MXE as a prescribed antidepressant?
There is next to no chance of any of these old style NMDA antagonists making it as antidepressants, the side effect profile is not acceptable, neither is the psychosis caused by acute overdose or chronic overdose (dosing at a rate that is higher than the clearance rate) or just at random. MXE appears to have significant dose to dose variability and be rather unpredictable, like PCP in its effects. There is also not a single reason to assume that chronic use of MXE is any safer than chronic Ketamine use, which leads to permanent physical and neurological changes.
Finally MXE or any of the related aryl cycloheyxlamines will not make it as medicines because they are tarnished. They were put out into the RC market without first having been put through the legitimate channels so irrespective of their purported medicinal benefits they will be labelled as first and foremost drugs of abuse drugs without any recognised medical utility. They will then be banned. Once they are banned they will never be investigated as potential therapeutics it is simply too risky too bureaucratic and too expensive to carry out clinical trials with Schedule 1 substances. By putting these substances out into the RC market to make a quick buck, the people behind MXE and similar, despite their high minded words to the contrary have killed these substances and destroyed any future they may have had. Slash and burn.

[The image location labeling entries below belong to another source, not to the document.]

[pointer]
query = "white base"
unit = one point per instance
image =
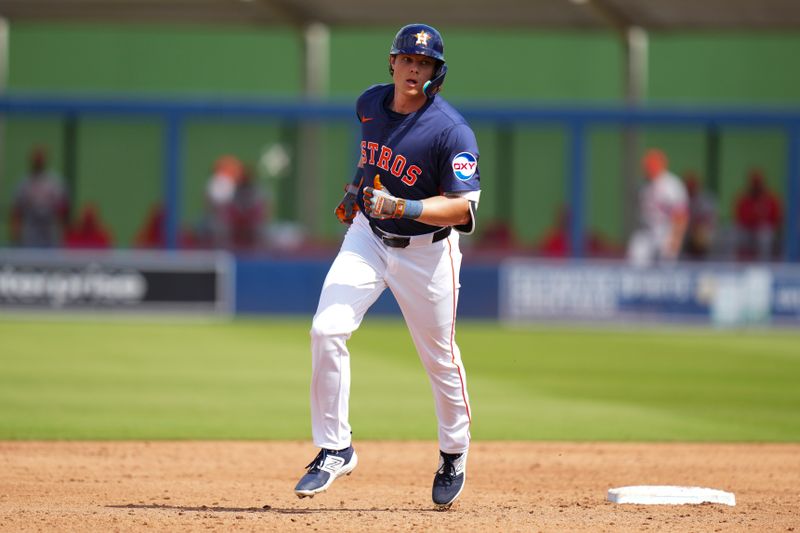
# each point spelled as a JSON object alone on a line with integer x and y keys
{"x": 669, "y": 494}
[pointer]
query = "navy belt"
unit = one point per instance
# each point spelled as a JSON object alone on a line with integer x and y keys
{"x": 393, "y": 241}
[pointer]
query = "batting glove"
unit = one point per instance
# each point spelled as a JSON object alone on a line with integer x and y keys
{"x": 348, "y": 207}
{"x": 380, "y": 204}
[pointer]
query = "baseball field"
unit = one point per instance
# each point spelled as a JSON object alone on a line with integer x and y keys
{"x": 182, "y": 424}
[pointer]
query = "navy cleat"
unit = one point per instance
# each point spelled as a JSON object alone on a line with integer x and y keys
{"x": 449, "y": 479}
{"x": 324, "y": 469}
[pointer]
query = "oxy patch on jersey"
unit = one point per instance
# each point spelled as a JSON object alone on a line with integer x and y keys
{"x": 465, "y": 165}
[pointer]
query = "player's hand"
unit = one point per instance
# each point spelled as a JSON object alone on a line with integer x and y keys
{"x": 380, "y": 204}
{"x": 348, "y": 207}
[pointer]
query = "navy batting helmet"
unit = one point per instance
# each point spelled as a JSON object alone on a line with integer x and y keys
{"x": 423, "y": 40}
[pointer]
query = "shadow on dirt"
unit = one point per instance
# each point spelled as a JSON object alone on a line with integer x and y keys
{"x": 265, "y": 509}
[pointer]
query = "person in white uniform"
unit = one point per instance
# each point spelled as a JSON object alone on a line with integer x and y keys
{"x": 664, "y": 211}
{"x": 419, "y": 162}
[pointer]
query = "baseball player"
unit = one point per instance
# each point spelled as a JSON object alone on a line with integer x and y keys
{"x": 664, "y": 206}
{"x": 417, "y": 180}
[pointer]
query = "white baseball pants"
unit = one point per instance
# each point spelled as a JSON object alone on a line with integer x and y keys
{"x": 424, "y": 280}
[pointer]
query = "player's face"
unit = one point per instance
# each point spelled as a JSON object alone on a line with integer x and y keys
{"x": 411, "y": 72}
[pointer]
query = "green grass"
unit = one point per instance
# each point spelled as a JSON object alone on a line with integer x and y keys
{"x": 248, "y": 379}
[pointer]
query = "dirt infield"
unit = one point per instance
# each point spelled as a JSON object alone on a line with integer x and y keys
{"x": 246, "y": 486}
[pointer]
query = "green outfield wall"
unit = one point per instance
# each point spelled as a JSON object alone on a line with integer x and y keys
{"x": 118, "y": 163}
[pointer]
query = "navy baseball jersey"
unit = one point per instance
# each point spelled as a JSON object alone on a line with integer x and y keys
{"x": 423, "y": 154}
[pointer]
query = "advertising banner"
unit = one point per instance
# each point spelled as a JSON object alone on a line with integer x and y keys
{"x": 116, "y": 281}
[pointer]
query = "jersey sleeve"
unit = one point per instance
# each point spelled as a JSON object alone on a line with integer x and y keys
{"x": 458, "y": 160}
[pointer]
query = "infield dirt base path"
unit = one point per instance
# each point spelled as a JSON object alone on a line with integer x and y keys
{"x": 247, "y": 486}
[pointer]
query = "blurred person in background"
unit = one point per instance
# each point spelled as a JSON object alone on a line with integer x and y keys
{"x": 88, "y": 231}
{"x": 40, "y": 210}
{"x": 152, "y": 233}
{"x": 758, "y": 214}
{"x": 701, "y": 230}
{"x": 247, "y": 213}
{"x": 215, "y": 227}
{"x": 664, "y": 214}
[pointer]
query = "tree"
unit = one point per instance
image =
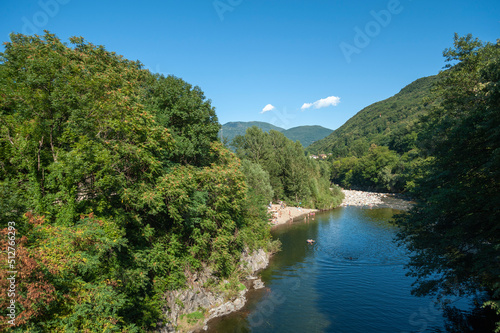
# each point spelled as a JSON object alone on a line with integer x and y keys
{"x": 187, "y": 114}
{"x": 117, "y": 186}
{"x": 453, "y": 230}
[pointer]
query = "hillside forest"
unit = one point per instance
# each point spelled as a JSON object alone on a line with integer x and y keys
{"x": 438, "y": 141}
{"x": 114, "y": 188}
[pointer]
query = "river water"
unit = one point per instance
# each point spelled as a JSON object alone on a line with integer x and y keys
{"x": 351, "y": 280}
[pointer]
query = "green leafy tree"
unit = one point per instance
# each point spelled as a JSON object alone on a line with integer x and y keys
{"x": 188, "y": 115}
{"x": 124, "y": 183}
{"x": 453, "y": 230}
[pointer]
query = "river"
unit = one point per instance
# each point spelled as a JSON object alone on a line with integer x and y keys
{"x": 352, "y": 279}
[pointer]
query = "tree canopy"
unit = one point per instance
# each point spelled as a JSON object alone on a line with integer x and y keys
{"x": 453, "y": 231}
{"x": 117, "y": 186}
{"x": 292, "y": 176}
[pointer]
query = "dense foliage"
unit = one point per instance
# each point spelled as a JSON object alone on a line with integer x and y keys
{"x": 292, "y": 176}
{"x": 454, "y": 231}
{"x": 386, "y": 123}
{"x": 117, "y": 186}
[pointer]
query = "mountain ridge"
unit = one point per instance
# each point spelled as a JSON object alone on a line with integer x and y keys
{"x": 306, "y": 134}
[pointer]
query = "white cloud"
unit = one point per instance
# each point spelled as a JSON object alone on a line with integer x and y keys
{"x": 306, "y": 106}
{"x": 268, "y": 107}
{"x": 322, "y": 103}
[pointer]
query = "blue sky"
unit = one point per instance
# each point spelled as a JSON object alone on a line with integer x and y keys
{"x": 305, "y": 62}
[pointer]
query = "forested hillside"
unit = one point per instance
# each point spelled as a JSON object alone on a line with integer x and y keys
{"x": 113, "y": 189}
{"x": 305, "y": 134}
{"x": 288, "y": 174}
{"x": 385, "y": 123}
{"x": 453, "y": 233}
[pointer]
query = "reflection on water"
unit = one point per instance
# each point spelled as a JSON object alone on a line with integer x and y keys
{"x": 351, "y": 280}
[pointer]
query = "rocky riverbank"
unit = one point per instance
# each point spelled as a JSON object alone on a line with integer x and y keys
{"x": 191, "y": 308}
{"x": 375, "y": 200}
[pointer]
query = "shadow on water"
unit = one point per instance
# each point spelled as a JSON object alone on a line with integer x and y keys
{"x": 352, "y": 279}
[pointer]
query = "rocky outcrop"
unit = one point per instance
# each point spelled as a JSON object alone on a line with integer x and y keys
{"x": 196, "y": 296}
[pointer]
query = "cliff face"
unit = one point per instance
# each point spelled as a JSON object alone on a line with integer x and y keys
{"x": 196, "y": 297}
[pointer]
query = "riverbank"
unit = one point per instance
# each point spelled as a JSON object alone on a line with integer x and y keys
{"x": 287, "y": 214}
{"x": 375, "y": 200}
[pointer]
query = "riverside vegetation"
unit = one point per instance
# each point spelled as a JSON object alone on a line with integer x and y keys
{"x": 439, "y": 141}
{"x": 120, "y": 189}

People seem to be confusing the dissociative and inhibition reducing acute effects with the true AD effects, they are not the same at all. People who justify regular use as somehow being antidepressant are unlikely to actually be depressed, rather they seek a continuous drug induced altered state of consciousness which is not achievable due to tolerance and is inadvisable. MXE appears to be rather less effective than ketamine as an antidepressant in the irregular shock dose (insult) regime.

until it is banned MXE is a semi-legal novelty. It is not likely to be a medicine in waiting.

Source? Fastandbulbous claims its more effective.